Perform machine learning predictions with SQL

更新时间:
复制 MD 格式

This topic describes how to use SQL in AnalyticDB for MySQL to deploy a Behavior Sequence Transformer (BST) model for machine learning tasks. It covers the entire workflow, from data transformation and model creation to training, evaluation, and prediction.

Use cases

You can use SQL queries for model training and inference, allowing you to perform data preprocessing, training, and inference entirely within SQL.

AnalyticDB for MySQL supports BST models. These models are suitable for applications that require understanding user behavior patterns, analyzing user preferences, predicting future trends, and implementing personalized recommendations. For example, in e-commerce or gaming, BST models can capture long-term dependencies in user behavior. This allows for more accurate predictions of user patterns and preferences, enabling you to deliver personalized services and recommendations.

About BST models

The BST model is designed to process sequential behavior data. It takes a sequence of behavior event IDs as input and outputs a classification result of 0 or 1.

For example, in a game, a player's interactions can be recorded and converted into a series of behavior events.

A player might generate the following sequence of actions: Log in, Claim login reward, Accept quest, Battle, Battle, Battle, Complete quest, Top up, Battle, Log out.

This sequence of actions is converted into a sequence of event IDs, such as 0,1,2,3,3,3,4,5,3,6. This sequence is then passed to the BST model as a string. The model analyzes the sequence and returns a classification result of 0 or 1, indicating the predefined category of the behavior sequence.

Prerequisites

  • An AnalyticDB for MySQL Enterprise Edition, Basic Edition, or Data Lakehouse Edition cluster is created.
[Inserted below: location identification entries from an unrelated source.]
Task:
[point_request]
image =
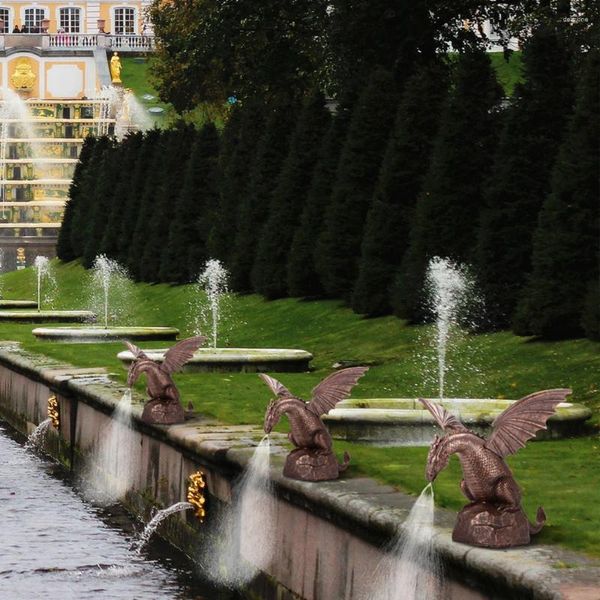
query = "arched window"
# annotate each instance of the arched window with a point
(70, 19)
(33, 19)
(5, 16)
(124, 22)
  • Your cluster's kernel version must be 3.2.4.0 or later.

    Note

    To view and update the minor version, go to the Configuration Information section on the Cluster Information page in the AnalyticDB for MySQL console.

Step 1: Create and bind resource groups

Running machine learning tasks with SQL requires two types of resource groups:

  • AI resource group: Manages the GPU resources required for compute-intensive operations such as model training and prediction.

  • Regular resource group: Processes standard SQL queries, such as those that generate training data or call prediction functions.

When you submit a SQL query, it is first sent to a regular resource group. If the system detects that the query requires AI computation, it automatically forwards the task to the bound AI resource group for execution.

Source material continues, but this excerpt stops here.